Bien que je passe moins de temps à mon établi d'horloger que je le souhaiterais, je dois avouer que deux choses me plaisent tout particulièrement. Premièrement, le contact avec le client est extrêmement utile, et deuxièmement, bien que Louis Vuitton n'ait pas de patrimoine horloger, les archives sont une énorme source d'inspiration pour tout le reste de ses activités. Je suis une personne naturellement curieuse, et j’aime parler aux clients et aux collectionneurs et partager avec eux ce que nous faisons. Mais j'aime aussi apprendre à les connaître et souvent nos conversations m’inspirent des idées. 

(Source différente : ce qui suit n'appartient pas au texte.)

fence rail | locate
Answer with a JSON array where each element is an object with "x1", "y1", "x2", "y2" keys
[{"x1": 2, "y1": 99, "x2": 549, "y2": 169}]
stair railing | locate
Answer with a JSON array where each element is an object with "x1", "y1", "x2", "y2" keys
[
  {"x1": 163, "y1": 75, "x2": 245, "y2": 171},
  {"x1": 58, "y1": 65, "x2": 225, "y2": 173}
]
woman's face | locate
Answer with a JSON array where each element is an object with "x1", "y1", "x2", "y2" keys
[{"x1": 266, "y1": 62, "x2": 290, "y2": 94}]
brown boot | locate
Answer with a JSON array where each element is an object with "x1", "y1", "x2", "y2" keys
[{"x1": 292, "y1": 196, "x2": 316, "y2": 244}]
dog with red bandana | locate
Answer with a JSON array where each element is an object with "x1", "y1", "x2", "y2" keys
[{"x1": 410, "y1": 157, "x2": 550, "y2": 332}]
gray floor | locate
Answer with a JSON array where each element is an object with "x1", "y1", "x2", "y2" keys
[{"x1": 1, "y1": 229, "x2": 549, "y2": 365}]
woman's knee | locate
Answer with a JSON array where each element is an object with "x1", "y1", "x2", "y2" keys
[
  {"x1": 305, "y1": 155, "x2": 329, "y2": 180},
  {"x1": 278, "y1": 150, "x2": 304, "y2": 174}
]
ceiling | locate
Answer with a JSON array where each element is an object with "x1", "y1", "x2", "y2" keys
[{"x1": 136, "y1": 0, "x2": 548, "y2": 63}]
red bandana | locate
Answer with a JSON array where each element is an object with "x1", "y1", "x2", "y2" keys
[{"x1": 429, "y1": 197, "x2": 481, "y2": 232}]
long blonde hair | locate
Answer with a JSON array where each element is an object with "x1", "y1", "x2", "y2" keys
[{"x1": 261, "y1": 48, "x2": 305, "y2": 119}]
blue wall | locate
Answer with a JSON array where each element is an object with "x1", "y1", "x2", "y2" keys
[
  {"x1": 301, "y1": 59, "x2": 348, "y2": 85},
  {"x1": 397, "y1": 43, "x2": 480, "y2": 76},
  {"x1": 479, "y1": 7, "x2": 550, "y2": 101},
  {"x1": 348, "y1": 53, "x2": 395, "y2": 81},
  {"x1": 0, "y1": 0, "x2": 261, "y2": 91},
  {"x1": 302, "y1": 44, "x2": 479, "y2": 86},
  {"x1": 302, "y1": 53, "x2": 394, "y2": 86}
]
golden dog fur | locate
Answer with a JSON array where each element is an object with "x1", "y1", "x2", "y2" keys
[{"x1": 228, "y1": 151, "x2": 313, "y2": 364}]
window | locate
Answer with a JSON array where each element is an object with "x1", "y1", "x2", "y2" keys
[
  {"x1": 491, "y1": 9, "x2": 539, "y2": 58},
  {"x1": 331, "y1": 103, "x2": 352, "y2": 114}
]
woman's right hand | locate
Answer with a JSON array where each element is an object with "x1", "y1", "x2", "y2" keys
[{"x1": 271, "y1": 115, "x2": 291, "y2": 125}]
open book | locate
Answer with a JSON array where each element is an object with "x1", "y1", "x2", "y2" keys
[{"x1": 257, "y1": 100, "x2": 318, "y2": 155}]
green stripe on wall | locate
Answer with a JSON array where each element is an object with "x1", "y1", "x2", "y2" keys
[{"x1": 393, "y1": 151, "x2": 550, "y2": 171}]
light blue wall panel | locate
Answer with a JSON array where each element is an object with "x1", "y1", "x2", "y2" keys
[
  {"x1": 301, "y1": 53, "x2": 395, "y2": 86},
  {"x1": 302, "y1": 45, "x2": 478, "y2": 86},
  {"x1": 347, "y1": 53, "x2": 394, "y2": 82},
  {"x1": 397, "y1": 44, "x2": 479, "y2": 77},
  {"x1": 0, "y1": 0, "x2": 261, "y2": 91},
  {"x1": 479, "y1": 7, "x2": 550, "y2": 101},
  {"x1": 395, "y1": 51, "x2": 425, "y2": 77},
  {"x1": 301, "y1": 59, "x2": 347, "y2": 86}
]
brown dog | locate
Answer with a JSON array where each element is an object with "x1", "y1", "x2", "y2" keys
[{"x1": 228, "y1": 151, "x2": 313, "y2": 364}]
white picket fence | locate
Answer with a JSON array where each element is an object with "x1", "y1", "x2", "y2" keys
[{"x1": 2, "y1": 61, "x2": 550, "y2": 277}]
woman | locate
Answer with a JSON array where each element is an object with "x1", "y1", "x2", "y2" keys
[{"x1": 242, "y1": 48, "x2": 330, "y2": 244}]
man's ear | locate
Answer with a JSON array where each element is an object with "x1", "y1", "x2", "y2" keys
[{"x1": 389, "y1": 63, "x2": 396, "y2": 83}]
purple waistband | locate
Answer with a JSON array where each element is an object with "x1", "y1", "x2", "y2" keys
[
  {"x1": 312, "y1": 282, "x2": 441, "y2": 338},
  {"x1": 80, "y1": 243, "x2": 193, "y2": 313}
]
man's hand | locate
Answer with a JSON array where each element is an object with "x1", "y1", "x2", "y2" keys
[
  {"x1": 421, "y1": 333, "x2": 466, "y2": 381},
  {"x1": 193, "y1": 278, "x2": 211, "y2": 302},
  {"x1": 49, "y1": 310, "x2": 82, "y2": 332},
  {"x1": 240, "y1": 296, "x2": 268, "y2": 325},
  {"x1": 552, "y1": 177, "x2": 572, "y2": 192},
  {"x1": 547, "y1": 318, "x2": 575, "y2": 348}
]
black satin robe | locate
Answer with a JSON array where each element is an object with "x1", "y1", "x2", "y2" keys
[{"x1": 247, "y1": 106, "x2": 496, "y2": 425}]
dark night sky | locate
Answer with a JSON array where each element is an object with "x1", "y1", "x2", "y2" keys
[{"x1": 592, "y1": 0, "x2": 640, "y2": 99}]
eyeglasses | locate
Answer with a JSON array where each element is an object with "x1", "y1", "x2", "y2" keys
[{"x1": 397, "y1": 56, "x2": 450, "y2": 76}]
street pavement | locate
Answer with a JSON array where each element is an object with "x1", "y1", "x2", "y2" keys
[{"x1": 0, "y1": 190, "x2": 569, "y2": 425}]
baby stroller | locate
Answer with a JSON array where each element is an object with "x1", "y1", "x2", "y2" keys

Et puis Louis Vuitton est aussi l'un des meilleurs pour le travail du cuir et la réalisation des malles. Nous avons pu visiter leur manufacture de malles ; tout y est fait à la main avec un énorme savoir-faire artisanal. A cet égard, c'est la même chose que l’horlogerie. J'adore leur rendre visite à Paris, c'est inspirant !

Le créateur du temps

Comment voyez-vous le futur de Louis Vuitton horlogerie ?
On me pose souvent cette question (rires). Concernant l'avenir de l'horlogerie, je ne pense pas qu’il faille avoir peur des montres connectées, comme ce fut le cas. Les montres connectées sont juste d’autres choses à porter au poignet, et je ne pense pas que cela dévalorise notre travail. Après tout, nous avons aussi une Tambour connectée. 

Au contraire, je pense qu'elles peuvent habituer les jeunes à porter quelque chose au poignet - le téléphone donne l'heure, et on pourrait simplement utiliser cela. Mais les montres connectées les habituent à avoir l'heure au poignet, et peut-être se tourneront-ils alors vers quelque chose d'autre, de plus mécanique, pour les futures montres. Il y a de la place pour les deux sur le marché. 

Pour la haute horlogerie de Louis Vuitton, nous avons beaucoup d'idées et de projets en cours. Nos horlogers travaillent déjà sur des pièces pour 2023-2024. Et je suis enthousiaste à l'idée de continuer à être créatif.